The Cornell Law School and the Department of Human Development in the College of Human Ecology are accepting the first applications to a new dual Ph.D./J.D. degree program in developmental psychology and law.
The six-year program, which will enroll its inaugural class in fall 2012, is designed to train the next generation of scholars working at the interface of law, psychology and human development.
The dual degree program draws on Cornell's unique concentration of experts in experimental psychology and law, said Charles Brainerd, professor of human development and the program's lead creator.

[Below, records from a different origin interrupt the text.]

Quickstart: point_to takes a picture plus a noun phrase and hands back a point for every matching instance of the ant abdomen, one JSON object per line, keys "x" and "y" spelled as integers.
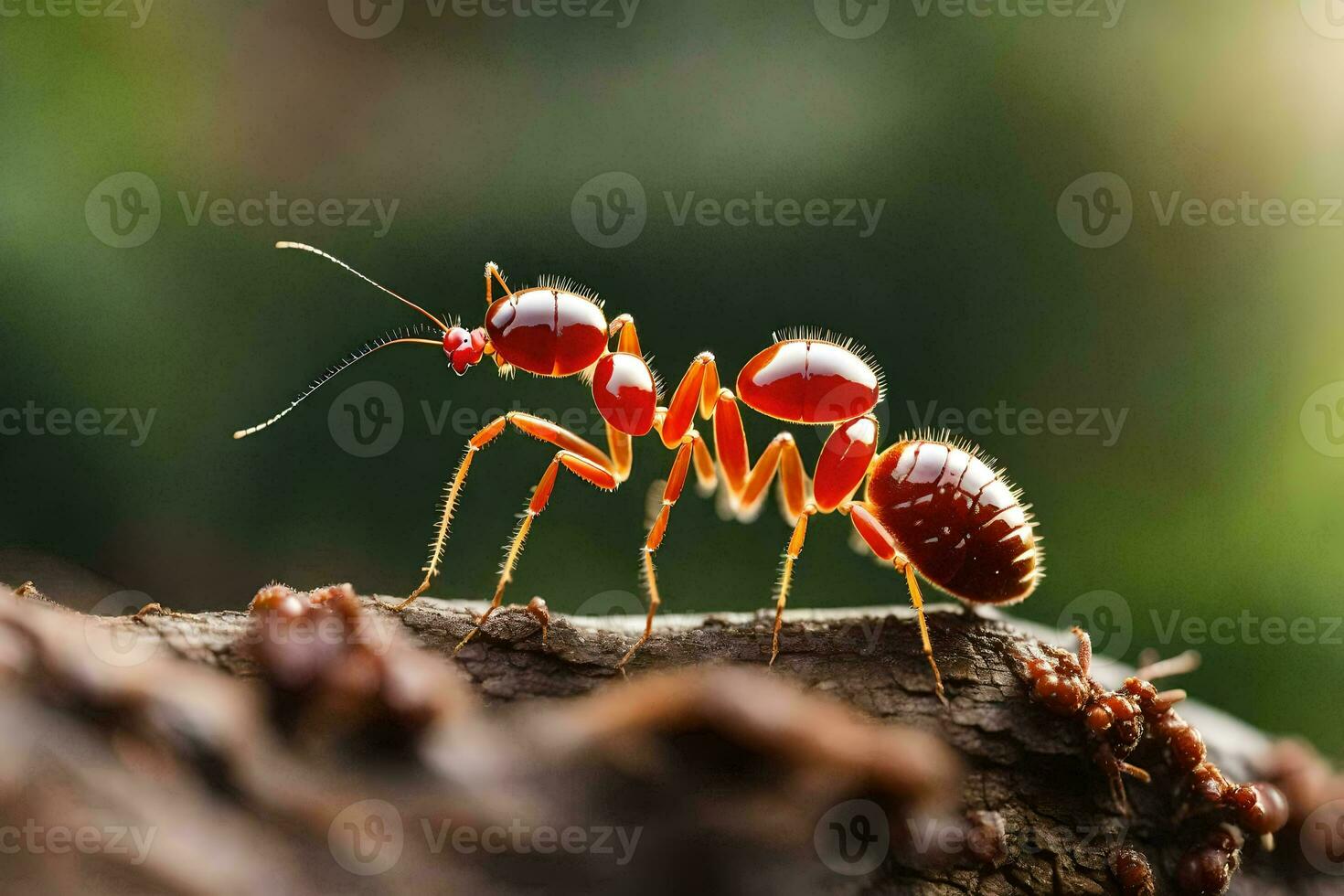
{"x": 957, "y": 518}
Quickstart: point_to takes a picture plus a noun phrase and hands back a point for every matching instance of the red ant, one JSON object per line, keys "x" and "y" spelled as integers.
{"x": 932, "y": 507}
{"x": 1115, "y": 723}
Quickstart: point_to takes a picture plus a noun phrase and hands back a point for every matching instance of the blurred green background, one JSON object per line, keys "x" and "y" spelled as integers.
{"x": 1221, "y": 344}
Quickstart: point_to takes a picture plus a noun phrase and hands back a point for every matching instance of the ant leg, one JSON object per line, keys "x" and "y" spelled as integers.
{"x": 791, "y": 557}
{"x": 745, "y": 483}
{"x": 1176, "y": 666}
{"x": 580, "y": 466}
{"x": 671, "y": 492}
{"x": 698, "y": 389}
{"x": 917, "y": 600}
{"x": 884, "y": 546}
{"x": 629, "y": 337}
{"x": 492, "y": 272}
{"x": 527, "y": 423}
{"x": 783, "y": 454}
{"x": 1083, "y": 649}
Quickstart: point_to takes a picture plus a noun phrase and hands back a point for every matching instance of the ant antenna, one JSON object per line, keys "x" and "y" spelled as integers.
{"x": 392, "y": 337}
{"x": 336, "y": 261}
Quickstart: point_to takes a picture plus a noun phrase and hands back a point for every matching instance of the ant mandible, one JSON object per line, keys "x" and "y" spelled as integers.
{"x": 932, "y": 506}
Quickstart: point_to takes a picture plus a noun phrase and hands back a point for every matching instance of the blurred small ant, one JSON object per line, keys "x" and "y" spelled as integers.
{"x": 932, "y": 506}
{"x": 1117, "y": 720}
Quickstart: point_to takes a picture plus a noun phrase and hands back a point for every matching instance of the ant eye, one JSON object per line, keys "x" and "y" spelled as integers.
{"x": 464, "y": 347}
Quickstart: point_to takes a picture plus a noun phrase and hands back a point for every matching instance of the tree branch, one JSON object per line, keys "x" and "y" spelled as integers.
{"x": 248, "y": 776}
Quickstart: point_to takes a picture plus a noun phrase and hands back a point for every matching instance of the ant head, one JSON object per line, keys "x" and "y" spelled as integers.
{"x": 464, "y": 347}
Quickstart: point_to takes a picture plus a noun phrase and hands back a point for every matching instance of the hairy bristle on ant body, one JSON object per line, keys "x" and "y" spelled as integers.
{"x": 932, "y": 507}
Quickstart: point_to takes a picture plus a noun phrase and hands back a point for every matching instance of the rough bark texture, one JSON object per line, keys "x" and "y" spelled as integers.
{"x": 730, "y": 778}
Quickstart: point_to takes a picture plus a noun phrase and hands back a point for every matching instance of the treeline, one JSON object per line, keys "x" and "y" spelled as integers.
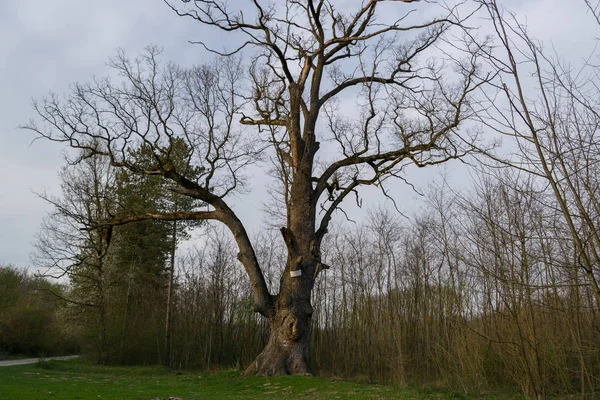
{"x": 30, "y": 316}
{"x": 475, "y": 291}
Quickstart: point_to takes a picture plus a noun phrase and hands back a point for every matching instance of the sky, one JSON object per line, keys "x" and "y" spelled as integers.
{"x": 47, "y": 45}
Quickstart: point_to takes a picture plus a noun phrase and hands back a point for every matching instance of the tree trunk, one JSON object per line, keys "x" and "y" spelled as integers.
{"x": 286, "y": 353}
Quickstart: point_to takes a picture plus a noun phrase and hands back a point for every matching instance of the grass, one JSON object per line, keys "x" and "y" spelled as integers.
{"x": 77, "y": 379}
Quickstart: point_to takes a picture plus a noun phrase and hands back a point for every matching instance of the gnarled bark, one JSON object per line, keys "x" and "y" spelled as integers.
{"x": 286, "y": 353}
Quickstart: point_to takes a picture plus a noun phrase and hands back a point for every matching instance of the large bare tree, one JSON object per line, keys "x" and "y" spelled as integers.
{"x": 338, "y": 99}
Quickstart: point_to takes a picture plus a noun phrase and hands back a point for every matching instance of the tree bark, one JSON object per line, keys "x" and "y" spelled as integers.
{"x": 286, "y": 352}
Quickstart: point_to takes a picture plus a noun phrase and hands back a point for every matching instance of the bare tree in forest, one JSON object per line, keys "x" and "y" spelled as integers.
{"x": 551, "y": 114}
{"x": 339, "y": 99}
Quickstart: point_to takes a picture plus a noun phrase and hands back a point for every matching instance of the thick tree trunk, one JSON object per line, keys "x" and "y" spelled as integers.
{"x": 286, "y": 353}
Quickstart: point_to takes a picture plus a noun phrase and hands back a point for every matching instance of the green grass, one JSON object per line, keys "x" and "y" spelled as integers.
{"x": 76, "y": 379}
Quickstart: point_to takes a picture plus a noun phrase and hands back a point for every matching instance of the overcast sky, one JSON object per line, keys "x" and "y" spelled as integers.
{"x": 46, "y": 45}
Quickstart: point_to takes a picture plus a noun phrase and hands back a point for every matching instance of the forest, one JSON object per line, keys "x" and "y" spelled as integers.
{"x": 494, "y": 284}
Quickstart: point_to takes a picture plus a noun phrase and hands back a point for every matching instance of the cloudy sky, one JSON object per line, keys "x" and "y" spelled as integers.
{"x": 46, "y": 45}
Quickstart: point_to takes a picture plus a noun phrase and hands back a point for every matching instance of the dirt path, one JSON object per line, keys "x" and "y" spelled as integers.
{"x": 22, "y": 361}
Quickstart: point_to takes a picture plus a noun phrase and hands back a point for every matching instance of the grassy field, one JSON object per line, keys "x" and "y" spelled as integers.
{"x": 75, "y": 379}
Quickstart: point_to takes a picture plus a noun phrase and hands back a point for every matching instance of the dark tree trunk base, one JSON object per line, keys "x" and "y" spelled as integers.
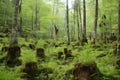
{"x": 83, "y": 41}
{"x": 67, "y": 53}
{"x": 31, "y": 70}
{"x": 12, "y": 56}
{"x": 40, "y": 52}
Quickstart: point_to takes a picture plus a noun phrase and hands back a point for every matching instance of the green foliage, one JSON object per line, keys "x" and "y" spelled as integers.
{"x": 28, "y": 56}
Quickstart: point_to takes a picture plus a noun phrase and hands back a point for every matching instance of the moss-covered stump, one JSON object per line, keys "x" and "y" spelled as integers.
{"x": 40, "y": 52}
{"x": 31, "y": 71}
{"x": 60, "y": 55}
{"x": 85, "y": 71}
{"x": 67, "y": 53}
{"x": 83, "y": 41}
{"x": 12, "y": 56}
{"x": 4, "y": 49}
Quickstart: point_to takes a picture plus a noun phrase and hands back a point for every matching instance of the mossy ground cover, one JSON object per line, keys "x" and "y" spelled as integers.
{"x": 60, "y": 69}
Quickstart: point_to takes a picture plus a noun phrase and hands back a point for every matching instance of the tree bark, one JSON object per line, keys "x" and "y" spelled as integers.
{"x": 118, "y": 45}
{"x": 20, "y": 11}
{"x": 37, "y": 16}
{"x": 5, "y": 12}
{"x": 67, "y": 23}
{"x": 95, "y": 23}
{"x": 14, "y": 39}
{"x": 80, "y": 17}
{"x": 84, "y": 19}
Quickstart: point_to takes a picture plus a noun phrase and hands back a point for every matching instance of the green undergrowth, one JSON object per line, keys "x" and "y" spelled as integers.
{"x": 61, "y": 69}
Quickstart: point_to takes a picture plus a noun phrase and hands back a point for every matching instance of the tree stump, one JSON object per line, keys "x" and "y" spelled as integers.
{"x": 32, "y": 46}
{"x": 84, "y": 71}
{"x": 12, "y": 56}
{"x": 60, "y": 55}
{"x": 40, "y": 52}
{"x": 31, "y": 70}
{"x": 4, "y": 49}
{"x": 67, "y": 53}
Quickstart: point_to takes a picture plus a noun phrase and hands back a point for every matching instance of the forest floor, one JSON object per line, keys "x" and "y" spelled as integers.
{"x": 57, "y": 67}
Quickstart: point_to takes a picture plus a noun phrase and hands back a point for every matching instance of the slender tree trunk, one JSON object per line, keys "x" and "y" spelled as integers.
{"x": 118, "y": 45}
{"x": 32, "y": 19}
{"x": 5, "y": 12}
{"x": 84, "y": 19}
{"x": 78, "y": 25}
{"x": 80, "y": 17}
{"x": 67, "y": 23}
{"x": 20, "y": 11}
{"x": 95, "y": 23}
{"x": 14, "y": 39}
{"x": 37, "y": 15}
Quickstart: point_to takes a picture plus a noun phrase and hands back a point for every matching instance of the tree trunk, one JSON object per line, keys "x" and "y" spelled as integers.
{"x": 67, "y": 23}
{"x": 118, "y": 46}
{"x": 20, "y": 11}
{"x": 5, "y": 12}
{"x": 95, "y": 23}
{"x": 37, "y": 16}
{"x": 80, "y": 18}
{"x": 84, "y": 19}
{"x": 78, "y": 25}
{"x": 14, "y": 39}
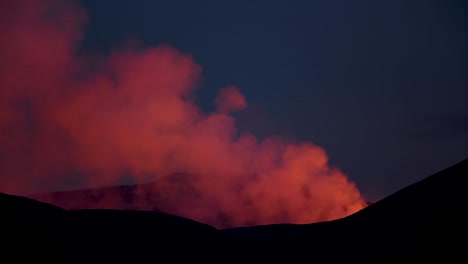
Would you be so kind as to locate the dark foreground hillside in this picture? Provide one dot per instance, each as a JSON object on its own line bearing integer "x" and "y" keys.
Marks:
{"x": 423, "y": 220}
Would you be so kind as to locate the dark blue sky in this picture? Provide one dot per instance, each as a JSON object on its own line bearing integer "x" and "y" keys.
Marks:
{"x": 381, "y": 85}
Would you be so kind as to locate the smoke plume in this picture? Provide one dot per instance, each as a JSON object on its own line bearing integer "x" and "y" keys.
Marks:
{"x": 71, "y": 120}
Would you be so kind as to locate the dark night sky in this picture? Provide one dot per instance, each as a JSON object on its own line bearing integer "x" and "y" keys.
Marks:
{"x": 381, "y": 85}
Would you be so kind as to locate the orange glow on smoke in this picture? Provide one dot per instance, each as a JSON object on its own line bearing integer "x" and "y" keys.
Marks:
{"x": 76, "y": 121}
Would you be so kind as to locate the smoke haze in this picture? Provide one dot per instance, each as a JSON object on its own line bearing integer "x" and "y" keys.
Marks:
{"x": 71, "y": 120}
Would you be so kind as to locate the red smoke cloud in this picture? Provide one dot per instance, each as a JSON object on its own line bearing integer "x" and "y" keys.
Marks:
{"x": 72, "y": 122}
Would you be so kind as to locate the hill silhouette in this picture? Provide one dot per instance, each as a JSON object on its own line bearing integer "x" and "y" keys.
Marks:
{"x": 424, "y": 220}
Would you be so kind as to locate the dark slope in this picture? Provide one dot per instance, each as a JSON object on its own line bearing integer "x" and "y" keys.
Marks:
{"x": 54, "y": 234}
{"x": 427, "y": 216}
{"x": 425, "y": 219}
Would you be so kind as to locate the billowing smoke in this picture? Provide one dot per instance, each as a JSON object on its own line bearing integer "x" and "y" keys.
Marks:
{"x": 70, "y": 120}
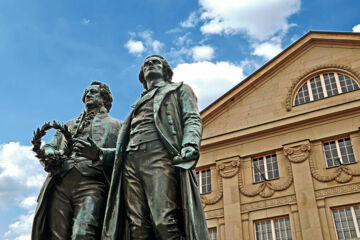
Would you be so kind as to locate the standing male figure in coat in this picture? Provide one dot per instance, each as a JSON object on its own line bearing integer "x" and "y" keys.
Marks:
{"x": 71, "y": 204}
{"x": 153, "y": 185}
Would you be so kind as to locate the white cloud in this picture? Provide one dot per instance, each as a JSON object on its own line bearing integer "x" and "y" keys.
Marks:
{"x": 356, "y": 28}
{"x": 258, "y": 18}
{"x": 209, "y": 80}
{"x": 202, "y": 53}
{"x": 29, "y": 203}
{"x": 268, "y": 50}
{"x": 21, "y": 228}
{"x": 184, "y": 40}
{"x": 157, "y": 46}
{"x": 147, "y": 43}
{"x": 20, "y": 173}
{"x": 191, "y": 21}
{"x": 135, "y": 47}
{"x": 85, "y": 21}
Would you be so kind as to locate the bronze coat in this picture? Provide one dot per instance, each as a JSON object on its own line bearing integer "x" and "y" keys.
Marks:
{"x": 178, "y": 122}
{"x": 105, "y": 131}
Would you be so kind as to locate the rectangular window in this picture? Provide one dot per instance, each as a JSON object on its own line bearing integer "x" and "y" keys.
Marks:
{"x": 273, "y": 229}
{"x": 265, "y": 168}
{"x": 213, "y": 233}
{"x": 347, "y": 220}
{"x": 339, "y": 152}
{"x": 204, "y": 180}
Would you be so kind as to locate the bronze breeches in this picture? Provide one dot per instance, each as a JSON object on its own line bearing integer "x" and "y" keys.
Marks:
{"x": 152, "y": 193}
{"x": 76, "y": 207}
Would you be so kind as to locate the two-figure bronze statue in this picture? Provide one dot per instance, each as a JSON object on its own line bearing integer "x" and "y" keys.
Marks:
{"x": 130, "y": 180}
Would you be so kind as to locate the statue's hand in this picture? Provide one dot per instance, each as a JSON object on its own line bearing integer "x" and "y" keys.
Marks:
{"x": 189, "y": 153}
{"x": 51, "y": 152}
{"x": 187, "y": 158}
{"x": 89, "y": 150}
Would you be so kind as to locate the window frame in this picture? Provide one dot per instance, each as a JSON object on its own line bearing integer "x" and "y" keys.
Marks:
{"x": 211, "y": 229}
{"x": 353, "y": 215}
{"x": 338, "y": 151}
{"x": 272, "y": 224}
{"x": 323, "y": 86}
{"x": 265, "y": 168}
{"x": 199, "y": 173}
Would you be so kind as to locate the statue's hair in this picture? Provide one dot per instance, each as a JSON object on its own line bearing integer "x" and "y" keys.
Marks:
{"x": 104, "y": 92}
{"x": 168, "y": 73}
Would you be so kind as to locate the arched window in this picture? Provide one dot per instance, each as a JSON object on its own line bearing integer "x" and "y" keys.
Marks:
{"x": 324, "y": 85}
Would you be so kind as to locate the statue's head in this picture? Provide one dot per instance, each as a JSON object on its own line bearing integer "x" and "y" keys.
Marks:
{"x": 97, "y": 94}
{"x": 167, "y": 72}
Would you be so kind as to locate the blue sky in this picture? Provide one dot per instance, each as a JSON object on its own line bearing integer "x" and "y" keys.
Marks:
{"x": 50, "y": 51}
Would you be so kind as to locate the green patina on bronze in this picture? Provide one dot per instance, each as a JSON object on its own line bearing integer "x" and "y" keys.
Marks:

"Cornell has a very, very long tradition in this area. For about three decades [Cornell has had] world leaders in psychology and law research," Brainerd said. "If you were to ask people around the world where to go for advanced training in this area, they would say, 'Cornell University.'"
The program builds on the 2007 creation of a concentration in law, psychology and human development in the Department of Human Development. That track, which Brainerd launched as a first step toward the dual degree program, is the most popular in the department among Ph.D. students.
Each student in the Ph.D./J.D. program will receive support from a three-member supervisory committee of human development and Law School faculty. The streamlined program is designed to integrate the two fields, with students spending the first two years working on Ph.D. research, the next two years in law school and the final two primarily on research. Completing the two degrees separately normally takes eight years.
The program will give students key advantages in a rapidly growing field, Brainerd said. For those primarily interested in research, "by having a law degree, they'll be able to do research in psychology that is very deeply informed and connected to the law," he said. Conversely, practicing law requires a keen understanding of the psychology of memory, judgment and decision making.
For example: Contrary to popular TV shows, the vast majority of criminal felony cases, including death penalty cases, rely solely on witness testimony. "Less than 5 percent of felonies have any forensic evidence at trial that bears directly on guilt or innocence," Brainerd said. Cases revolve on what people perceive, remember and testify to, and on how jurors integrate information and come to decisions.
Meanwhile, legal proceedings often rely on research findings of trained scientists, and law schools are also showing an increasing preference for faculty with Ph.D.s in associated fields.
Along with Brainerd, the program's core faculty include Stephen Ceci, John Eckenrode, Wendy Williams and Valerie Reyna from the Department of Human Development; David Dunning from the Department of Psychology; and John Blume, Valerie Hans, Sheri Johnson and Jeffrey Rachlinski from the Law School.